Preventing Injuries on Your Winter Trek

Any sort of injury can occur when you’re out in the wilderness, but when you combine low temperatures and hazardous terrain into the mix, the risk of injury naturally increases. One question we hear a lot is “how can I prevent injuries when ice climbing or when I’m on a winter hike?”. The answer certainly depends on the injury in question, and in general, usually includes multiple factors. Therefore, we would like to cover some simple tips and ideas that you can consider before heading out on your next trek, hopefully allowing you to return feeling tired, but healthy!

Understand the Conditions

The key word here is “understand”. Knowing what sort of terrain and weather conditions to expect sounds simple, but often times this will take a lot of experience in a certain environment to have a good handle on what to expect.

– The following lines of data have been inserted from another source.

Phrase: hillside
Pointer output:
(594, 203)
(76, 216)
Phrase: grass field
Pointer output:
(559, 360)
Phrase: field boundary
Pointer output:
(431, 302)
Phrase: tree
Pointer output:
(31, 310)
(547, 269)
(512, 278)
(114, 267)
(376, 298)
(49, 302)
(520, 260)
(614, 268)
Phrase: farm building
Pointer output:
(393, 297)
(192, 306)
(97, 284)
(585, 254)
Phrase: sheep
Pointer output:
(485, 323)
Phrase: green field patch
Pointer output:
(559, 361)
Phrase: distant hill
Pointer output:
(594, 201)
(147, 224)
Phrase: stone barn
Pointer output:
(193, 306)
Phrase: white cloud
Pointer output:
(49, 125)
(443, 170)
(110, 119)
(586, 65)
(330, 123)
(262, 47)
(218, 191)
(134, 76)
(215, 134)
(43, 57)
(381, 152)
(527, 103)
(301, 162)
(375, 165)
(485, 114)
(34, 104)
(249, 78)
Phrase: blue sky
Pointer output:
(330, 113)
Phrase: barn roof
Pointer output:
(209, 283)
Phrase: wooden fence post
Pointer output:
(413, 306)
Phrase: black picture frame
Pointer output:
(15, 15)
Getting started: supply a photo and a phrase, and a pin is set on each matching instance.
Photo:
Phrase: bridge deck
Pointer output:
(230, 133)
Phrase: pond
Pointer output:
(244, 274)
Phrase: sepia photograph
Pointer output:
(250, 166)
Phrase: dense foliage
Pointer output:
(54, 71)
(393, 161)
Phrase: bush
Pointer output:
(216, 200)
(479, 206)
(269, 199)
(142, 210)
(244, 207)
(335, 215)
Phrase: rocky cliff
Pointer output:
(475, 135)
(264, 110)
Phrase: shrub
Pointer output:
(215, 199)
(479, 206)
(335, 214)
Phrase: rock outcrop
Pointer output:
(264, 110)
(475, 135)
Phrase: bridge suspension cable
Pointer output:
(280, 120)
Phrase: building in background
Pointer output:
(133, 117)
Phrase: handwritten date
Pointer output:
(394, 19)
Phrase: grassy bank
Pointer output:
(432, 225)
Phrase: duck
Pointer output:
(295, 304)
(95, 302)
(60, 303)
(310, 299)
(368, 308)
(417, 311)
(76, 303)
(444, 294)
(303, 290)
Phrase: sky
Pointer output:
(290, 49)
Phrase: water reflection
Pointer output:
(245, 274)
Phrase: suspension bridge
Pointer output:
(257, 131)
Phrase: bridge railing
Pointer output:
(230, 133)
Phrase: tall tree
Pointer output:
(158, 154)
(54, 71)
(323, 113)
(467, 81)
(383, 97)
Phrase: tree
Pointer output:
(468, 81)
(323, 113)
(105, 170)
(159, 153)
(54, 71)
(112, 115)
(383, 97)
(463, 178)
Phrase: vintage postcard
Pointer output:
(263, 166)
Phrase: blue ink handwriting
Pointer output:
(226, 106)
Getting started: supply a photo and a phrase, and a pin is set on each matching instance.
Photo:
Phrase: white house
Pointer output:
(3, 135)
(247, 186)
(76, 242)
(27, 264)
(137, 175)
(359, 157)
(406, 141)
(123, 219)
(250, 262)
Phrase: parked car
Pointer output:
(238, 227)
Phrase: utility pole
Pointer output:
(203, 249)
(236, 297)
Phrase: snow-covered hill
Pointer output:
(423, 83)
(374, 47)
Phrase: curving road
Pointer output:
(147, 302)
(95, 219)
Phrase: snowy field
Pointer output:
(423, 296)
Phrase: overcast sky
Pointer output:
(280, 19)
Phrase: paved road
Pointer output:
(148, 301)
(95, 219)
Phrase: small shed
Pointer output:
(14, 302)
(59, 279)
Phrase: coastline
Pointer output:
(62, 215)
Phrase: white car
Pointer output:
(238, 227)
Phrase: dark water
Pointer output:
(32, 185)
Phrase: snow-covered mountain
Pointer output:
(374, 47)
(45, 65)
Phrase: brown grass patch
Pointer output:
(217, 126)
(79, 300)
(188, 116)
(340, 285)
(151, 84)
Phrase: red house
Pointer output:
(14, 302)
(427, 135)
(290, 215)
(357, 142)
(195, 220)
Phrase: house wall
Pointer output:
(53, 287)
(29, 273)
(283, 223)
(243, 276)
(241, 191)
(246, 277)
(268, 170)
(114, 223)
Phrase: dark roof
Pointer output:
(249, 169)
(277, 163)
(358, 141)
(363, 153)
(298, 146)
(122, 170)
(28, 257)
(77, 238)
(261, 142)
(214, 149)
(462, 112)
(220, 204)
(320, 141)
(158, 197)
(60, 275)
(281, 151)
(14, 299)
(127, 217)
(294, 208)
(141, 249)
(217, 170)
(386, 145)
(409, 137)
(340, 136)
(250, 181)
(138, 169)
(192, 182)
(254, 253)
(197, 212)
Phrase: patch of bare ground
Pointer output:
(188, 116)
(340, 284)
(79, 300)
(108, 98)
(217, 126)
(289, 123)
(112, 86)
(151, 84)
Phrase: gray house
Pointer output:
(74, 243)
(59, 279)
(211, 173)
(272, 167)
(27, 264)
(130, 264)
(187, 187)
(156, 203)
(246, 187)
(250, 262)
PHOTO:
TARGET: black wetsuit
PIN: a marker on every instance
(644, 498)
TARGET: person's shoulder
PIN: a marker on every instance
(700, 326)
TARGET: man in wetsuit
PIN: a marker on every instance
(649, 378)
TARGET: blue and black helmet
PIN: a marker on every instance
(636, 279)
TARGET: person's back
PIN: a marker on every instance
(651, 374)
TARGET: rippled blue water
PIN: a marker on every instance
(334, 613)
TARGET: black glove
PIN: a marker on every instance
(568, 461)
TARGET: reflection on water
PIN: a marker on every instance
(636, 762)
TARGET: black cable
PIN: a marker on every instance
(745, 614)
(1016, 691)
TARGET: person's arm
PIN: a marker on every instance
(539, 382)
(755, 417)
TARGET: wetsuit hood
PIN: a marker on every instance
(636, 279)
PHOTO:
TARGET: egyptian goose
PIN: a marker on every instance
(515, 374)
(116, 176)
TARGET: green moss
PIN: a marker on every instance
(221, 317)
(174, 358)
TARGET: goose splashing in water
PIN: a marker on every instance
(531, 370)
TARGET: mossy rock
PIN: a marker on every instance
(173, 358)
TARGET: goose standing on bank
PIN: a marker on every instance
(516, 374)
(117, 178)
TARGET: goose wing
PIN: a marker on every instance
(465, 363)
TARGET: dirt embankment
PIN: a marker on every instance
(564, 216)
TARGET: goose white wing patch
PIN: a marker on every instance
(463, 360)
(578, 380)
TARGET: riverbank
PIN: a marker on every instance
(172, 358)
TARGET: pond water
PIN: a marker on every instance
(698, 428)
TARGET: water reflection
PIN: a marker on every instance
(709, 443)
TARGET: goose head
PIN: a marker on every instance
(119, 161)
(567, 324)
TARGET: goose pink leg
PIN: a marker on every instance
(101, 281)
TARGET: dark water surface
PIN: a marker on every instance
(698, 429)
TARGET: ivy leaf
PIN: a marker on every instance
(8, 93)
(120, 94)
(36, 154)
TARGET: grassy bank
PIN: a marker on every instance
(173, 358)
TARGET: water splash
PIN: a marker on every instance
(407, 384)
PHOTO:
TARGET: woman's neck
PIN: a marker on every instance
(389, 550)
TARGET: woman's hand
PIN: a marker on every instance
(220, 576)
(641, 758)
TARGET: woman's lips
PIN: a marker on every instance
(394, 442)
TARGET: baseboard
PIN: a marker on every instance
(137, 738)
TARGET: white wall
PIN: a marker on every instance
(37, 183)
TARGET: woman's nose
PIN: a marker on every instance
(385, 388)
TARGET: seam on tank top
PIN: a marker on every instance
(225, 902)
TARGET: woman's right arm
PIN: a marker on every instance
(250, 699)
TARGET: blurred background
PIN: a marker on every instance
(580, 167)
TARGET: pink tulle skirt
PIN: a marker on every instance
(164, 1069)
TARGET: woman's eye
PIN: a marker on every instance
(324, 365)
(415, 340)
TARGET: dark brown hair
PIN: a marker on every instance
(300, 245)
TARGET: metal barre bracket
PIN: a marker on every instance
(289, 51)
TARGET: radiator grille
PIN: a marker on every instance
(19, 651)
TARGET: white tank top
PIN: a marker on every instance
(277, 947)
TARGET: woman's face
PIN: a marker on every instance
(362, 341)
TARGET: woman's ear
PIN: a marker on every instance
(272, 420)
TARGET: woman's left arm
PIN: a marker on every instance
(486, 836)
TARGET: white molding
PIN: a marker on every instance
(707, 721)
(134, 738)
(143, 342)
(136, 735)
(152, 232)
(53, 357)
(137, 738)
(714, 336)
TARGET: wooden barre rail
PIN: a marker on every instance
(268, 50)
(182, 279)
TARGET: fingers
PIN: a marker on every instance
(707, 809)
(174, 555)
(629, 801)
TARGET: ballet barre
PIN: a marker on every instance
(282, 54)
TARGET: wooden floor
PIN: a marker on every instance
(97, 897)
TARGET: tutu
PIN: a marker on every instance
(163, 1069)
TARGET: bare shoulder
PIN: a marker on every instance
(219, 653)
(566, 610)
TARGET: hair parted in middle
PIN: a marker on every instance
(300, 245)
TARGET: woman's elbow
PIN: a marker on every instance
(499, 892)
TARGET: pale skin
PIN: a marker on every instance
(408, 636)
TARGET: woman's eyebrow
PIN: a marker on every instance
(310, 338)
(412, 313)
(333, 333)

If you’re heading out to a new a location, plan for any potential extremes and ALWAYS play it safe! It’s easy to become familiar with one particular local, only to realize the prevailing winds in another location create completely different weather systems! Being cautious and not pushing the limits are especially important considerations in cold weather, as you don’t want to be stuck in one place for too long! Thus, if you are traveling to a new location, study the area comprehensively, including mapping trails ahead of time, planning escape routes, looking at the typical and extreme weather conditions that may occur, and incorporating safety items like a satellite phone, GPS, and first aid kit.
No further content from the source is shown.